Dawnn Jaffier was described by police as an innocent bystander, a beloved youth worker felled by a bullet targeting someone else.
Closing arguments are expected Thursday in the trial of two men accused in connection with Jaffier's 2014 killing on a Boston street during a Caribbean festival.
The two men form an unlikely pair at the defense table. Prosecutors say Keith Williams, 21, fired the shot that killed Jaffier, but was aiming for Wesson Colas, 25, who allegedly drew his gun first, initiating the deadly events.
Both men are charged with first-degree murder.
Jaffier was shot in the head on Blue Hill Avenue in Dorchester. A second woman, standing three blocks away from the shooting, was grazed by another bullet.

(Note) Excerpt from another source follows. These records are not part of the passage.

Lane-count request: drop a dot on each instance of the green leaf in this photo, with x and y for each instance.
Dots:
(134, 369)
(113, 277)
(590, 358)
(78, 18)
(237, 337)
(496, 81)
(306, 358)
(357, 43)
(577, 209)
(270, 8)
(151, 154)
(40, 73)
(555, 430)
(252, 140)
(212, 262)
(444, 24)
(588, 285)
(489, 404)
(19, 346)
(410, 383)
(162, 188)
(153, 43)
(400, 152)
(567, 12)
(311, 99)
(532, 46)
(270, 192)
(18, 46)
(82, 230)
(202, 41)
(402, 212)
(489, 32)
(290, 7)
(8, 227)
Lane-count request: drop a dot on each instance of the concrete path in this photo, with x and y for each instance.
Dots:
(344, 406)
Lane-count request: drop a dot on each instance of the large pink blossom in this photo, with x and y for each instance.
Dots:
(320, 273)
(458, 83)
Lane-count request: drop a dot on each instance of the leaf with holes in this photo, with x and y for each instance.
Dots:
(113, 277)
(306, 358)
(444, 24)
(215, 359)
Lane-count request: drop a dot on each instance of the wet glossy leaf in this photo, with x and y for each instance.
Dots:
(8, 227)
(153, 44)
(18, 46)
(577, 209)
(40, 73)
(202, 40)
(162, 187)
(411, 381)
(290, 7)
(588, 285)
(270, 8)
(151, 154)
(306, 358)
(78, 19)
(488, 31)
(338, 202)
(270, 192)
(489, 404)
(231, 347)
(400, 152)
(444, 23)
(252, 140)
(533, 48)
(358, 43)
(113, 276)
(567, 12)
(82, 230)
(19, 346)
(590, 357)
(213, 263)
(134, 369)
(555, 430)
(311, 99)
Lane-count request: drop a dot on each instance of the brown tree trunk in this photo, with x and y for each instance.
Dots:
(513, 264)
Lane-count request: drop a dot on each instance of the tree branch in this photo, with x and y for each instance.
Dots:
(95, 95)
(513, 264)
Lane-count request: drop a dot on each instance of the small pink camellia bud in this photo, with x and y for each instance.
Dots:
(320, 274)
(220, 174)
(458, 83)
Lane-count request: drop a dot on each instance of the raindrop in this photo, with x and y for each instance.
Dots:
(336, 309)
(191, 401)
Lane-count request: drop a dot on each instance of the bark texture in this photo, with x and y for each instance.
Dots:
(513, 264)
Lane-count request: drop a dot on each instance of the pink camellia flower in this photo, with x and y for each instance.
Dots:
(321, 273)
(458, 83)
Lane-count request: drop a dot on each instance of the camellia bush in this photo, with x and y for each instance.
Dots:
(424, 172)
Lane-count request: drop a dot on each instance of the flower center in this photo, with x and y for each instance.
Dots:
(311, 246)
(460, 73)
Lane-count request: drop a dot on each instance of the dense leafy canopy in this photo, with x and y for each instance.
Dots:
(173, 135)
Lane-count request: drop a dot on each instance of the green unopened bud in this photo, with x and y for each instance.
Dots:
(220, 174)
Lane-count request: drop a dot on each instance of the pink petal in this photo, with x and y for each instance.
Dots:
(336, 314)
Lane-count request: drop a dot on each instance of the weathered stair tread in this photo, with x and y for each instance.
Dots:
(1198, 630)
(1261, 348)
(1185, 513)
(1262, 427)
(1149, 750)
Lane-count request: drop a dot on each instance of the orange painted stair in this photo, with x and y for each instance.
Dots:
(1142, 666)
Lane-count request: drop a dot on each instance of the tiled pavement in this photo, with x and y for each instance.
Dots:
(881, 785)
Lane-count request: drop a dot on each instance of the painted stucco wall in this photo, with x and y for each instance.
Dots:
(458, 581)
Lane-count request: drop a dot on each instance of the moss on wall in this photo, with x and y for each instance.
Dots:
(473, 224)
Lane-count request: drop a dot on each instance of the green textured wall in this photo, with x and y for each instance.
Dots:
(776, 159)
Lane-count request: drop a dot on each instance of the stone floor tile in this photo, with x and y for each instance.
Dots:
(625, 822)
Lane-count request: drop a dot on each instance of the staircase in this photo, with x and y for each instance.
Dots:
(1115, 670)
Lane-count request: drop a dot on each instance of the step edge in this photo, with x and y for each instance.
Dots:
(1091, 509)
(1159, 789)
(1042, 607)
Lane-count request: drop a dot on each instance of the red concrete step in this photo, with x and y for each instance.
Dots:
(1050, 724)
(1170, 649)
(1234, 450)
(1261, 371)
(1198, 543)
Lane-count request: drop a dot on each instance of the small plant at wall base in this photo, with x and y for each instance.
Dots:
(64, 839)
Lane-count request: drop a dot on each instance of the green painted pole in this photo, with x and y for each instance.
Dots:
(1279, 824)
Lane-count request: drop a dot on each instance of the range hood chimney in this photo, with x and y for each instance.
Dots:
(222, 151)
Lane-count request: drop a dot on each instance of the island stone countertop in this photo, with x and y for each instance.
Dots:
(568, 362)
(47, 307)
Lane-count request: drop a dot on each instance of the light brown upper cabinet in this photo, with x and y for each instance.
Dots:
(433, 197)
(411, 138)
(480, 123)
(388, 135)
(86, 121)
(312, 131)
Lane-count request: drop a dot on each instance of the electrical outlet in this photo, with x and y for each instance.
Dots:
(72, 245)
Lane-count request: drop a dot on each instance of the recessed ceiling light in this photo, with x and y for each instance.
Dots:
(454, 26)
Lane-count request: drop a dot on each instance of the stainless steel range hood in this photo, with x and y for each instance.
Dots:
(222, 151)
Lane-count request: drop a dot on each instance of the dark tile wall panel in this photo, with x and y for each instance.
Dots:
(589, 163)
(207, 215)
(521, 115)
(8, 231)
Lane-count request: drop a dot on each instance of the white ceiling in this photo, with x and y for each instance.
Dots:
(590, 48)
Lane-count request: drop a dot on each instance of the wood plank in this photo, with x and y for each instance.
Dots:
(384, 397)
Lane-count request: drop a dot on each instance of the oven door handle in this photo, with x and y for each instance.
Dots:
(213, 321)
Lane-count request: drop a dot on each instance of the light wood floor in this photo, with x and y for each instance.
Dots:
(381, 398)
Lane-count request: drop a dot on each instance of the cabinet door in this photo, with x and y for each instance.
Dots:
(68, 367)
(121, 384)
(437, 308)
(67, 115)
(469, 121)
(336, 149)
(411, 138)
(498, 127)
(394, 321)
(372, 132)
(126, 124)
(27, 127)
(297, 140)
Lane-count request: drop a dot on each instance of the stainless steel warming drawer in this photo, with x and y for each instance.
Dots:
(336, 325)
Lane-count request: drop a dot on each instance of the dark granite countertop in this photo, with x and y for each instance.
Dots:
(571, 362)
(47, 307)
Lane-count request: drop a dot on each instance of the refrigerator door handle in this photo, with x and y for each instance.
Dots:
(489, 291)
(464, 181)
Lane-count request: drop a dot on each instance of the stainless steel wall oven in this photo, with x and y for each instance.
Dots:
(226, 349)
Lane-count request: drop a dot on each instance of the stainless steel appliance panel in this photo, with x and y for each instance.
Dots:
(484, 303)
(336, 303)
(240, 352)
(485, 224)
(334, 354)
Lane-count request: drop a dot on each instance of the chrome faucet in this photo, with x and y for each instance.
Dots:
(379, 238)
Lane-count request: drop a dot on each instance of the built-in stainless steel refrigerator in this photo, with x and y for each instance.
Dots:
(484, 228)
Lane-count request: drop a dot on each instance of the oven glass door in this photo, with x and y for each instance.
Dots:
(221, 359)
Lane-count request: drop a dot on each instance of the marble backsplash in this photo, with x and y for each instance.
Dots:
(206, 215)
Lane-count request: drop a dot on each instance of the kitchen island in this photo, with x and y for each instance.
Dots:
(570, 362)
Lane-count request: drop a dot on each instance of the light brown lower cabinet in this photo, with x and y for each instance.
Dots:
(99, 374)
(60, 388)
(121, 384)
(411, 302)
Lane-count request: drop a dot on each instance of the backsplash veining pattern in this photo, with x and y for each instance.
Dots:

"If Dawnn Jaffier had sneezed," Suffolk County prosecutor Mark Lee said during his opening statement last week, according to The Boston Herald, "if she had bent down to tie her shoe, she might well be alive today."
The 26-year-old grew up in Brighton. She was involved with various youth-oriented nonprofits and worked for the organization Playworks at the time of her death.
"Dawnn Jaffier was exactly the sort of person we need more of," Suffolk District Attorney Daniel Conley said at a news conference after the fatal shooting. "She had dedicated herself to making the city and the world a better place."
An acquaintance of Jaffier's from the University of Massachusetts Amherst described her as "a beautiful person, inside and out."
Prosecutors say the shooting was preceded by an encounter at a convenience store.
According to The Boston Globe, Williams' attorney has said that no witnesses saw his client on Blue Hill Avenue on the day of the shooting, and that only a minuscule amount of gunpowder residue — what is considered a negative test result under FBI and state police standards — was found on Williams.
Colas' lawyer, per the Globe, says his client didn't have a gun, and that police never recovered a gun. “This man," attorney Peter Marano said of Colas, "but for the grace of God, could be a victim.”